Stadtgespräch Katrin Gänsler aus Cotonou: Es lebe die Amazone! Benin setzt seinen historischen Kämpferinnen ein Denkmal – die Expertise dafür liefert China
Plötzlich dachte ich, ich sei in Dakar. Es ist aber gar nicht Dakar, sondern Cotonou“, erzählte vor einigen Tagen eine überraschte Freundin. In der senegalesischen Hauptstadt steht das riesige, sozialistisch anmutende Monument der afrikanischen Wiedergeburt, mit dem sich Ex-Präsident Abdoulaye Wade 2010 verewigt hat. Gebaut hat es ausgerechnet eine Firma aus Nordkorea. Wer einmal in Dakar war, wird das massige Bauwerk, das direkt am Meer steht und dort umso besser wirkt, kaum vergessen.
Doch die Freundin war im beninischen Wirtschaftszentrum Cotonou auf der Marina unterwegs. Das ist die städtische Küstenstraße, an der mehrere teure Hotels, bewachte Wohnanlagen und der Präsidentensitz liegen. Seit mehr als einem Jahr wird sie ausgebaut. Künftig soll sie nicht nur den Verkehr der Lkw, die vom Hafen kommen, aus der Stadt wegleiten, sondern auch eine Art Prachtstraße werden und zumindest einmal im Jahr für Paraden am 1. August, dem Unabhängigkeitstag, genutzt werden.
Dort lugt in vielen Metern Höhe seit ein paar Wochen immer wieder mal ein Kopf hervor, wenn die grünen Stoffbahnen wegen der Arbeiten etwas zur Seite geschoben werden. Was man erblicken kann, erinnert tatsächlich an Dakar. Um die afrikanische Wiedergeburt handelt es sich allerdings nicht. Doch geschichtsträchtig ist das Denkmal allemal, soll doch mit ihm den Amazonen von Dahomey – nach dem alten Königreich war Benin noch bis 1975 benannt – gedacht werden. Die Amazonen – in der Sprache Fon auch Minon, also Mütter genant – waren Soldatinnen, die ab dem 17. Jahrhundert rekrutiert wurden. Sie durften weder Kinder haben noch heiraten. Es heißt, dass ihre Armee zwischenzeitlich aus rund 5.000 Kämpferinnen bestand. Auch nahmen sie Ende des 19. Jahrhundert an den Kriegen gegen die spätere Kolonialmacht Frankreich teil. Rund 120 Jahre später sollen die Minon zu Identifikationsfiguren werden, lautete im vergangenen Jahr die Entscheidung des Ministerrats für das Monument.
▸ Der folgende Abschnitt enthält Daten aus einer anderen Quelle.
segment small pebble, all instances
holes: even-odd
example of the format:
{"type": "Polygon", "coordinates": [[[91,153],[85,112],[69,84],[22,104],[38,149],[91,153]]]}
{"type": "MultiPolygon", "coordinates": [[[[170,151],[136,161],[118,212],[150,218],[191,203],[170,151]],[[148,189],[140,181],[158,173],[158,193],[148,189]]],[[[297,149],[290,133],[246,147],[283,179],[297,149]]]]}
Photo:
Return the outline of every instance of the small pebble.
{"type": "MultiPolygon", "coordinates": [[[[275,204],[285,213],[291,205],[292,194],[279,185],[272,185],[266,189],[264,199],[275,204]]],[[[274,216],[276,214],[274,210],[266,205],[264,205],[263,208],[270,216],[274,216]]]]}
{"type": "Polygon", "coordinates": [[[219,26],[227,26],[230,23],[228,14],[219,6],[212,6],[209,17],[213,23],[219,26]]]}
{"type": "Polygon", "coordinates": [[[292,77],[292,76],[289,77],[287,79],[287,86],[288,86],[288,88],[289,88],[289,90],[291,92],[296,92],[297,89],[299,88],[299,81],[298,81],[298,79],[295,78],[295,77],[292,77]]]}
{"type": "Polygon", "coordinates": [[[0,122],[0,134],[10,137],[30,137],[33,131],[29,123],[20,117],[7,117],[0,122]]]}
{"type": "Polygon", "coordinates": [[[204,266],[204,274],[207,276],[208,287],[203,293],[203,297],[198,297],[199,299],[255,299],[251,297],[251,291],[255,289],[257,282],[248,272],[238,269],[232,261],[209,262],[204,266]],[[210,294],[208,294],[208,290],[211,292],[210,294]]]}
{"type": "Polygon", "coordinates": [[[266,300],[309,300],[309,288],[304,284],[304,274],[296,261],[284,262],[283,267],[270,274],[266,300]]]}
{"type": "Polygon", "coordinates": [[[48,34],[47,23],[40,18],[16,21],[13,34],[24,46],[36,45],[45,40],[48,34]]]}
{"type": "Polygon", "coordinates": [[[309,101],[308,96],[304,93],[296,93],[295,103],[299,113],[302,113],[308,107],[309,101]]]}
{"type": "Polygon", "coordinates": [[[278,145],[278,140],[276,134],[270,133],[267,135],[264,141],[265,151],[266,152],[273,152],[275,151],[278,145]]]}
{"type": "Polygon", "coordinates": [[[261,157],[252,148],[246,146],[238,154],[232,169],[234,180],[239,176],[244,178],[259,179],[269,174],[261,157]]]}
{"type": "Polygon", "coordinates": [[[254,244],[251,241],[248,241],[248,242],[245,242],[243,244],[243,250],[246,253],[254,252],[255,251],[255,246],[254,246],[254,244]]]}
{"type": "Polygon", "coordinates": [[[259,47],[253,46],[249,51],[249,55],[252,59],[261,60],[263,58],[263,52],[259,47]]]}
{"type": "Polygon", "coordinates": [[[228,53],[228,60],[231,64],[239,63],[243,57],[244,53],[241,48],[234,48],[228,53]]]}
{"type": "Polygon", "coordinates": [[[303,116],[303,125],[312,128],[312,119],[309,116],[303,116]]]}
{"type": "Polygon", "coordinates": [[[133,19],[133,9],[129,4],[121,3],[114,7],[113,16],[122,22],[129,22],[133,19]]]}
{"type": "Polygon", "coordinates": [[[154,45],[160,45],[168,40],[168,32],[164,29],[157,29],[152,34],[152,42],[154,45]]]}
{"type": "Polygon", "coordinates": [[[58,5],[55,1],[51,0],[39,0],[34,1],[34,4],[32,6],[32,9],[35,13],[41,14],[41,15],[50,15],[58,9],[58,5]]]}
Ganz so weit her ist es mit dem Patriotismus jedoch nicht. Entworfen hat die 30 Meter hohe Stahlkonstruktion, die einen Bronzeüberzug erhält, kein*e Beniner*in, sondern der chinesische Bildhauer Li Xiangqun. Er hat zahlreiche internationale Preise erhalten und ist Professor an der Universität Tsinghua in Peking. Den Auftrag bekommen haben er und das Unternehmen Huashi Xiangqun Culture & Art wegen ihrer internationalen Expertise. Über die Kosten und Finanzierung ist nichts bekannt. Allerdings haben China und Benin eine jahrzehntelange Beziehung. Der 2015 verstorbene Altpräsident Mathieu Kérékou, der während Benins sozialistischer Phase an der Macht war, soll sich beispielsweise von Mao Tse-tung inspiriert haben lassen.
Diese Phase ist vielerorts in der Millionenstadt sichtbar. Es gibt den Place Bulgarie mit einer Statue von Georgi Dimitrov, den Place des Martyrs mit einem Denkmal, das an die Opfer des versuchten Putschs von 1977 erinnert, sowie den Kreisverkehr Étoile Rouge – roter Stern. Die Amazone passt gut ins Bild.
Eingebettet ist sie in das größere Projekt der Neugestaltung der Wirtschaftsmetropole. Überall werden Straßen asphaltiert und gepflastert, der Flughafen wird erneuert, ein Viertel für Ministerien ist geplant. Alte Gebäude verschwinden in Windeseile. Dafür hat Benin mit seinem wirtschaftsliberalen Präsidenten Patrice Talon immer wieder Kreditzusagen erhalten. Anziehen soll das künftig jährlich viele hunderttausend Tourist*innen. Davon träumt das Land schon lange, doch frühere Masterpläne sind nicht aufgegangen. Dass eine Amazone nun die Massen anlockt, ist ziemlich unwahrscheinlich, hat doch die Neugestaltung Cotonous bisher vor allem eins gebracht: Bäume, Beete und Grünflächen sind verschwunden und zahlreiche kleine Händler*innen vertrieben worden. Dafür gibt es nun überall viel Asphalt.